I react very badly to most medications so I was afraid I would also react badly to botox, and that reaction would last until the botox wore off. So I searched long and hard for an alternative treatment. I spent a small fortune with an alternate dentist and a mouth guard which made no difference. Likewise with osteopathy. Then I found a website in Germany and as I speak a little German could just manage to understand it. I learnt about the “Cross Method” of intensive physiotherapy which has been practised for well over twenty years where hundreds of cervical dystonia patients have been treated successfully with intensive physiotherapy. I made very careful enquiries, rang them, up and they sounded absolutely genuine. Germans can get this treatment through their version of Medicare, so I knew it was safe and genuine.
I went to Germany in May, 2015 for three weeks of intensive physio, with a daily physio session, learning exercises designed specially for me, a daily massage and a session in the heated pool for underwater massage. You also spend time on a couch with a huge hot pack under your back or neck to relax the muscles that are being progressively loosened up. It was wonderful to be in a place where the practitioners know so much about dystonia and how to relieve it. I was told that if I did my exercises at least five days a week, found a good person to give me the right sort of massage on a regular basis and made some changes to the rather frantic lifestyle I was living, then I should get better. Totally. Almost all their patients do. They come back from time to time for a top up and to have their exercises adjusted as their body changes back to being untwisted and normal. I was told that my version of cervical dystonia is particularly hard to resolve and takes longer so I would need to be very very patient and not give up on the exercises.

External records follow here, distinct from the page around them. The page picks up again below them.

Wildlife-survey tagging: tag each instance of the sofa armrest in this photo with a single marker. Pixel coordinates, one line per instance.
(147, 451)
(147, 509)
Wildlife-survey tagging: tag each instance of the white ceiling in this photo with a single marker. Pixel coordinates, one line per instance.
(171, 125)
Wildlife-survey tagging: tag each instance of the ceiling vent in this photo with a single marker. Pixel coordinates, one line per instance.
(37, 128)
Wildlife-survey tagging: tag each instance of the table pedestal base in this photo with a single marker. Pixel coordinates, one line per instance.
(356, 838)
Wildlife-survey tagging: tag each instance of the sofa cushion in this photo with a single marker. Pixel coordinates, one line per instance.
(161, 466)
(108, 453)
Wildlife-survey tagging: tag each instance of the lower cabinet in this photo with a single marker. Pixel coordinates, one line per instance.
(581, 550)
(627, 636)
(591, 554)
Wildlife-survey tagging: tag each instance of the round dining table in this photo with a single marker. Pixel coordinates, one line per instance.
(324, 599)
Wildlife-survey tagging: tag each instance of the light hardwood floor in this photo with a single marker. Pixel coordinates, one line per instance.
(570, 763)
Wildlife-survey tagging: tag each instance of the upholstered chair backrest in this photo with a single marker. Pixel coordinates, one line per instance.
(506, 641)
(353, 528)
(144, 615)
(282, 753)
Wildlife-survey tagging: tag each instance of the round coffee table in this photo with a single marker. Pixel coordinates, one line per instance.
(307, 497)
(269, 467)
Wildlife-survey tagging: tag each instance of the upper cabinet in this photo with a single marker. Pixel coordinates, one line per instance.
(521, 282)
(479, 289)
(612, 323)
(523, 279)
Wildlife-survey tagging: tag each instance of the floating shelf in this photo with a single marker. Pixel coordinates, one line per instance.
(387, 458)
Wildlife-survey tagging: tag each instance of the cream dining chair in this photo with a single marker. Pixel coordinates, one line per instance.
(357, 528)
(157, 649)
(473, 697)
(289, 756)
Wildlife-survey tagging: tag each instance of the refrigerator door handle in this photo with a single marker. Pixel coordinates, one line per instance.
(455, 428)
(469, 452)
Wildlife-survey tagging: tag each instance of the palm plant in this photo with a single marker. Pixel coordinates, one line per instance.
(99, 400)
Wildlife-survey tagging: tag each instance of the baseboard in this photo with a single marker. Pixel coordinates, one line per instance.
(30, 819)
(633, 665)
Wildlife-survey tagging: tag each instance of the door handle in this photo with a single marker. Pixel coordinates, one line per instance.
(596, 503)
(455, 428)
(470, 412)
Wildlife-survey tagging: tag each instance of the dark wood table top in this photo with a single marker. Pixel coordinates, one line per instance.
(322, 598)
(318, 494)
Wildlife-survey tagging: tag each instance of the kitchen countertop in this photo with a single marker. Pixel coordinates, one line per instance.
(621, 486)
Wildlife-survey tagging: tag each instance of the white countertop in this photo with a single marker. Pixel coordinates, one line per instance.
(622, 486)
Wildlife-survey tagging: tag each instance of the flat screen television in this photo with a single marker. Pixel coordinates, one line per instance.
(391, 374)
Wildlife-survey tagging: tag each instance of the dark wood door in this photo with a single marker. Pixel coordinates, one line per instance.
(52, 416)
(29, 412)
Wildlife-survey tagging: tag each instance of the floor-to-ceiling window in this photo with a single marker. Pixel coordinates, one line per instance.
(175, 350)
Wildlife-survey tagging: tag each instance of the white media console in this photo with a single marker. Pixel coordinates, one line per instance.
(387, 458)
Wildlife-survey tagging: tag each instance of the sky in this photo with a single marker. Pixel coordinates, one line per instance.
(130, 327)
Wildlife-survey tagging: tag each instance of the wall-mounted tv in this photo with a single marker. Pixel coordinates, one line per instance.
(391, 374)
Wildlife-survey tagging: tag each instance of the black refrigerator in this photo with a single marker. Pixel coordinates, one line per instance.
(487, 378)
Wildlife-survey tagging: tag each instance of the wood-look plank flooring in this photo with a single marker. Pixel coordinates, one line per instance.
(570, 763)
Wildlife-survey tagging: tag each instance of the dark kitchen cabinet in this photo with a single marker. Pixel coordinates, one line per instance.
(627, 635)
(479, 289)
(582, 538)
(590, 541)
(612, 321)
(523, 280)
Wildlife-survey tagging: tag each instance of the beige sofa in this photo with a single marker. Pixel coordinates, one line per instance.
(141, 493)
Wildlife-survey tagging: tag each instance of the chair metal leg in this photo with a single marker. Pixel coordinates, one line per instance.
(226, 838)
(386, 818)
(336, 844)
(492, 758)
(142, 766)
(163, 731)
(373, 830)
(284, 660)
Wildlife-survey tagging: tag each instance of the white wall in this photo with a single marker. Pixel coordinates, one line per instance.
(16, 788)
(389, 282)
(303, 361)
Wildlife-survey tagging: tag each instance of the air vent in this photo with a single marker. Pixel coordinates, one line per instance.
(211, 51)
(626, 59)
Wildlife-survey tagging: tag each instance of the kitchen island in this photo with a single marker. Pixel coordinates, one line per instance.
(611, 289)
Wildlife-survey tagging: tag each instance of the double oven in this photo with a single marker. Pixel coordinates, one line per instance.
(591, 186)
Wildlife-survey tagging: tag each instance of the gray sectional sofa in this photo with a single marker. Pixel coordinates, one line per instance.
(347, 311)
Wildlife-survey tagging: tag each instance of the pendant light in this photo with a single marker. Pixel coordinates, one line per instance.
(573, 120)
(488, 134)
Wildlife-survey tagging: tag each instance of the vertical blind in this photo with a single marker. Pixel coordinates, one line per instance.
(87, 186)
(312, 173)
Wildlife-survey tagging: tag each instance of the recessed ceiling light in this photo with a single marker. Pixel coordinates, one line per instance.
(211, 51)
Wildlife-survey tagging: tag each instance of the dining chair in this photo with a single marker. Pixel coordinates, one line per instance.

So now, two years later the twisting has gone from a really powerful pull to a slight one, my head only moves a few centimetres before the “pull” completely loses strength and I can relax my head back straight. I am at last sleeping well and that is sheer heaven. Instead of dreading bedtime I look forward to it again. I’ve just returned from a two week follow-up visit in Germany which was marvellous and I apparently have some more work to do to get rid of every single twist in my spine, before the head turning will stop completely. But my teeth meet together, I have no pain in my jaw, foot, knee, shoulder or my back. So I know I am getting there. It takes determination and I realise it is not for everyone. It is certainly not a ‘quick fix’ but it is entirely without drugs and that suits my body. No side effects to be suffered. The cost – not cheap to fly to Germany but once there the treatment is far cheaper than you would need to pay in Australia for comparative treatment. They also offer accommodation at a very reasonable price.

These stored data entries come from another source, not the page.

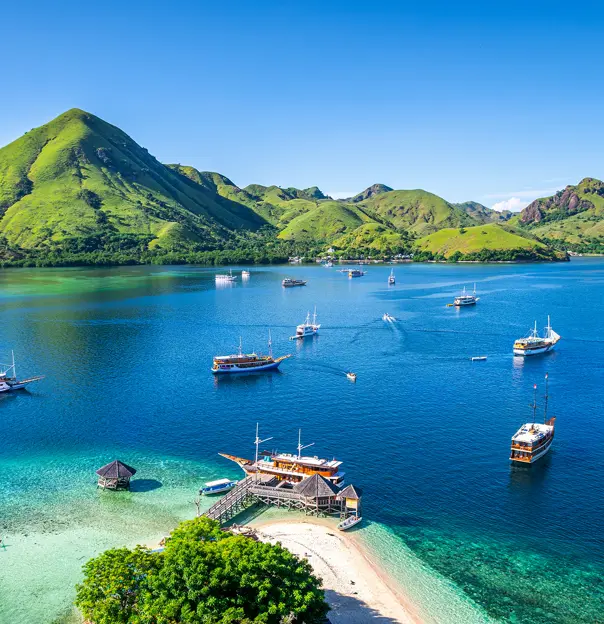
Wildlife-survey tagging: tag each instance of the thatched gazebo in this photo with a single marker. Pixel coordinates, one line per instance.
(319, 493)
(115, 476)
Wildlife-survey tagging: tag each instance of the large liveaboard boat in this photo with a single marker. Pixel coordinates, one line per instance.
(288, 282)
(289, 467)
(466, 299)
(306, 329)
(8, 377)
(247, 362)
(534, 344)
(533, 440)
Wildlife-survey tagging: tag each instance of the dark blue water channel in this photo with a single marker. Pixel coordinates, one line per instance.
(424, 431)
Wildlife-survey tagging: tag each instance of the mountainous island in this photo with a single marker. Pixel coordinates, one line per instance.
(78, 190)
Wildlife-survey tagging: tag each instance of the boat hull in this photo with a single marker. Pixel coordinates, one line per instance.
(255, 369)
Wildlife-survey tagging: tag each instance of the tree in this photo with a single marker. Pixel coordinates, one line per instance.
(110, 593)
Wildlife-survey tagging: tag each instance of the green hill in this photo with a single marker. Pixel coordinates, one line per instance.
(573, 217)
(79, 176)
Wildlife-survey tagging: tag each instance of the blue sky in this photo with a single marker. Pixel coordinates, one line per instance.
(497, 102)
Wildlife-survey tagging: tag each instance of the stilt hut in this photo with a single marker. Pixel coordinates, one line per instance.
(115, 476)
(350, 498)
(318, 493)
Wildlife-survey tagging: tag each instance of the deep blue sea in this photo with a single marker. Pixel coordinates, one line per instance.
(424, 431)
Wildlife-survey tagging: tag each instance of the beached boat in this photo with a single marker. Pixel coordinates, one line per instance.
(534, 344)
(217, 487)
(288, 282)
(290, 467)
(247, 362)
(8, 377)
(533, 440)
(306, 329)
(224, 277)
(349, 522)
(464, 299)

My neurologist in Sydney told me at first I had spontaneous remission, but now he has changed his mind and is impressed. He says I have made him think and he will look into sending someone to Europe to have a look at what is practised over there. He is Dr Victor Fung from Westmead Hospital and in a good position I think to make that happen. I have told him I will hassle him until he does.

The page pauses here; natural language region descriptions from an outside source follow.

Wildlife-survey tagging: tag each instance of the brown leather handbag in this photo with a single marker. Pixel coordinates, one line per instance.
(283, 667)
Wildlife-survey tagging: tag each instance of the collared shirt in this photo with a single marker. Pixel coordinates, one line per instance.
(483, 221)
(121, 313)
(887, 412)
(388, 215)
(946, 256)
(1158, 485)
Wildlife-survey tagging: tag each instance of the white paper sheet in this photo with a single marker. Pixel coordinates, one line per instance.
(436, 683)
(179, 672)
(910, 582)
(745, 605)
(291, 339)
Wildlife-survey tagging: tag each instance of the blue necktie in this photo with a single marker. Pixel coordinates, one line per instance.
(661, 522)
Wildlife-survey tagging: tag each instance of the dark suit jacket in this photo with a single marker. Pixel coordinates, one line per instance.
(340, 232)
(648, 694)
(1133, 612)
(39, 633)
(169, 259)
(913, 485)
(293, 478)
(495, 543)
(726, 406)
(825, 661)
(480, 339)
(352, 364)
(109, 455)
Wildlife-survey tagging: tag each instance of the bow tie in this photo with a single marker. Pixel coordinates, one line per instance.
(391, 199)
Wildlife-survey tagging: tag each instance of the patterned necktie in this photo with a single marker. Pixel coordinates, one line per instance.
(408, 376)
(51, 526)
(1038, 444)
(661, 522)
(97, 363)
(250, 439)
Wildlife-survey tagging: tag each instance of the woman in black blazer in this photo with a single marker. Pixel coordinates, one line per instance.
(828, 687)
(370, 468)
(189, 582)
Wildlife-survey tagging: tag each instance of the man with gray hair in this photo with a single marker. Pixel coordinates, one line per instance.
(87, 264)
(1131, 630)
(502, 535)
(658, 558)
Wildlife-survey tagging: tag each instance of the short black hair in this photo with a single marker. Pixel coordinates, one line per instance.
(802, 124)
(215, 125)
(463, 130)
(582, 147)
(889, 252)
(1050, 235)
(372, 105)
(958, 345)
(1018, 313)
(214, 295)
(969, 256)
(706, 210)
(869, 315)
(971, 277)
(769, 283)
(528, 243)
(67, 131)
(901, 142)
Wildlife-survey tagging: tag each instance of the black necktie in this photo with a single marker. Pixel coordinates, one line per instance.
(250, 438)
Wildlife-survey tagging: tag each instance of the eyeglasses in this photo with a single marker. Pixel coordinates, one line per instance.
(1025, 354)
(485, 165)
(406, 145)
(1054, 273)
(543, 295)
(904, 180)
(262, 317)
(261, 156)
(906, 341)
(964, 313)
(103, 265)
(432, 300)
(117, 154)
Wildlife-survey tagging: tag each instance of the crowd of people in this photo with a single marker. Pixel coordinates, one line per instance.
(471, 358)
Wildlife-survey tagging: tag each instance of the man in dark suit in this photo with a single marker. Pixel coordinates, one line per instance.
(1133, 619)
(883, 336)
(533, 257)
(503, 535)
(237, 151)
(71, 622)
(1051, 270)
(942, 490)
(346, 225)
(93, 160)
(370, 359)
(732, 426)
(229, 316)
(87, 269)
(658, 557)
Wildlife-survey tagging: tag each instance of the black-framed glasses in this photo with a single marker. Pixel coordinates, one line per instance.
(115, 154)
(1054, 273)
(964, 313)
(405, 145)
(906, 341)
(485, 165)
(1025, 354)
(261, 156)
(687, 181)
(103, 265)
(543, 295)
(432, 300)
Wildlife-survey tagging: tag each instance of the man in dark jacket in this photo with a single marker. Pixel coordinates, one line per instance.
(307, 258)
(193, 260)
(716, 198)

My dream now is that other Australians with cervical dystonia will have the chance to benefit from this marvellous treatment in Australia. Clearly several trips overseas are out of the question for most sufferers because of the cost and the disabling effects of the condition, but a Centre somewhere in Australia would make it possible for many more to benefit. Sadly, they have found in Germany that their method does not work with people who have had a few botox treatments because the nerves are damaged. So far they have had little success with other forms of dystonia either, so they work only with cervical dystonia in all its many forms, and its side effects.